Sporting greatness is a complicated concept and very much in the eye of the beholder but Brian Lara gave me more enjoyment than any cricketer in modern times because he played the game the way it was meant to be played. He always looked to attack, he always looked to dominate, and he always looked to make something happen.
Tendulkar has the numbers but for artistry, sporting theatre at its most compelling and raw naked genius with the bat, for mine Brian Lara was the greatest and most watchable cricketer of the last 25 years.
10. Ronaldo
I almost went for Rivaldo who was equally enigmatic and equally brilliant but in the end I think the Brazilian Ronaldo is perhaps the biggest unanswered question in modern football.
While most people agree that along with Zinadine Zidane he was the best player of his own era, I think there is a sense that had he not got injured he would have seriously challenged for the title of the best player of any era.
What he did in those three or four years before he got injured was just out of this world. He ran at defenders at full speed and made them look like statues, went inside, went outside, went around you or just ran straight through you.
For a while there it didn’t matter what you did it just didn’t seem like anyone could lay a glove on him. Probably only Ronaldinho in his prime could match him for speed with the ball but Ronaldo was also one of the great finishes of any era. He was the complete striker. He had great range; great power, and was adept off either foot.
He was strong, he was tough, sublime with foot and supple of mind; but he was just so strong from the waist down that once he hit top gear he was almost impossible to stop.
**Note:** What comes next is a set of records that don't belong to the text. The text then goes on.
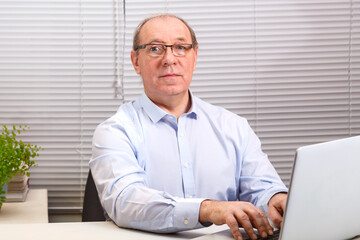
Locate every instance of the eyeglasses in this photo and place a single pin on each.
(158, 50)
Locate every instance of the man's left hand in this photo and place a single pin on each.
(276, 208)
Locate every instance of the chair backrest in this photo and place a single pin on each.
(92, 209)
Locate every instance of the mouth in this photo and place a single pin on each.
(170, 75)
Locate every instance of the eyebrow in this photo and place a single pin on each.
(180, 39)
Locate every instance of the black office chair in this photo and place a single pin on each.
(92, 209)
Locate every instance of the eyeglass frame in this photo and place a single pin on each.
(165, 46)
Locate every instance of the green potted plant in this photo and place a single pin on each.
(15, 156)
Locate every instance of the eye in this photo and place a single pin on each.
(154, 48)
(180, 47)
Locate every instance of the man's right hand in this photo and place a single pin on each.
(236, 214)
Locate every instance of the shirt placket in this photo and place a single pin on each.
(186, 161)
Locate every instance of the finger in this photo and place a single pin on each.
(245, 222)
(234, 228)
(275, 216)
(260, 221)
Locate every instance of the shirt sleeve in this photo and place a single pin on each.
(259, 180)
(121, 184)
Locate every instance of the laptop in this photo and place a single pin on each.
(324, 194)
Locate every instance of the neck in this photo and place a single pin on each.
(174, 105)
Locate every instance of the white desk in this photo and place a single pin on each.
(91, 231)
(33, 210)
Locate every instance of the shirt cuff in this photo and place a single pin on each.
(186, 214)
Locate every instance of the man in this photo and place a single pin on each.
(168, 161)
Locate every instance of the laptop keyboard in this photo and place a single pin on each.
(275, 236)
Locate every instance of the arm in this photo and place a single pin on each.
(121, 182)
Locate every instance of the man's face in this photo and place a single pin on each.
(165, 75)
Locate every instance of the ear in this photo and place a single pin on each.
(195, 56)
(135, 61)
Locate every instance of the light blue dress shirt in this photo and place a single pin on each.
(152, 172)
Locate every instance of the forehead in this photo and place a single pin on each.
(164, 29)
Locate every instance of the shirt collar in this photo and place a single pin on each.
(156, 114)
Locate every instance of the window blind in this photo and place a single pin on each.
(290, 67)
(60, 63)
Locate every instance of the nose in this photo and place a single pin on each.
(168, 58)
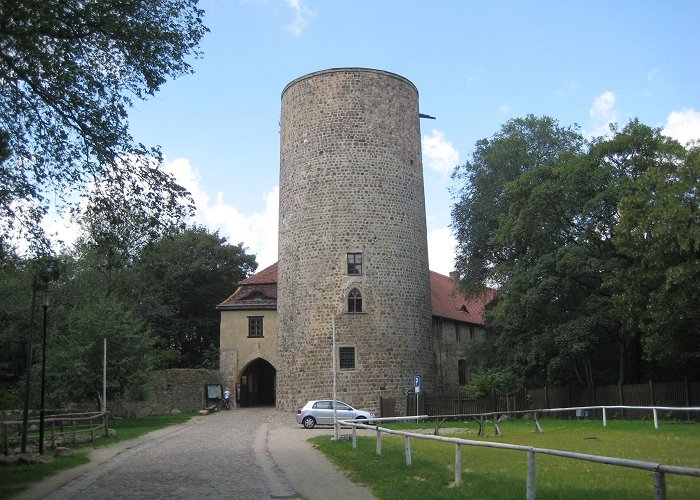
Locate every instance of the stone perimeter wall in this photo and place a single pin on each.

He was like a Sherman tank when he moved into overdrive and you just had to get out of the way.
I guess the one thing about Ronaldo is that he was a bit of a ‘mood’ player and didn’t always appear to be completely engaged. At times his fitness dropped, his weight ballooned, and towards the end of his career, while his mind and skills were always sharp, the explosiveness of youth was gone.
But his peak was out of this world. It’s a credit to him that he came back from injury and still remained a formidable force, even though he never quite reached the same dizzying heights, but in a highly decorated career he still strung together many years of sustained excellence.
He got it done in big games which also added to his legend. Along with Pele’, he is the only guy to win the golden ball and the silver ball at two different World Cups. Pele did it in 1958 and 1970, with Brazil winning both times, and Ronaldo did it in 1998 and 2002.
I have to say that 2002 World Cup, which Brazil won, the last great Brazilian team with Ronaldo, Rivaldo and Ronaldinho all in the same team together with Cafu and Roberto Carlos darting down the wings is still one of the most enjoyable tournaments that I can recall watching in recent times.
All icons of the game, and three of those guys were legitimately the best player in the world at one particular time, but I think there is a sense with Ronaldo in particular that had he not got injured he could have seriously pushed for the mantle of the best player of any time, not just the best player of his own time.
Nevertheless, at peak value, in my opinion he and Ronaldinho are still the two most exquisite, explosive and electrifying footballers of the modern era who could put on a show like few others and to borrow a line from Prince make you want to party like it’s 1999.
I think it’s fair to say that both Ronaldo and Ronaldinho did their fair share of partying off the field but still found the time to play some remarkable football on the field. They were both magicians and two of world sport’s great showmen and great characters.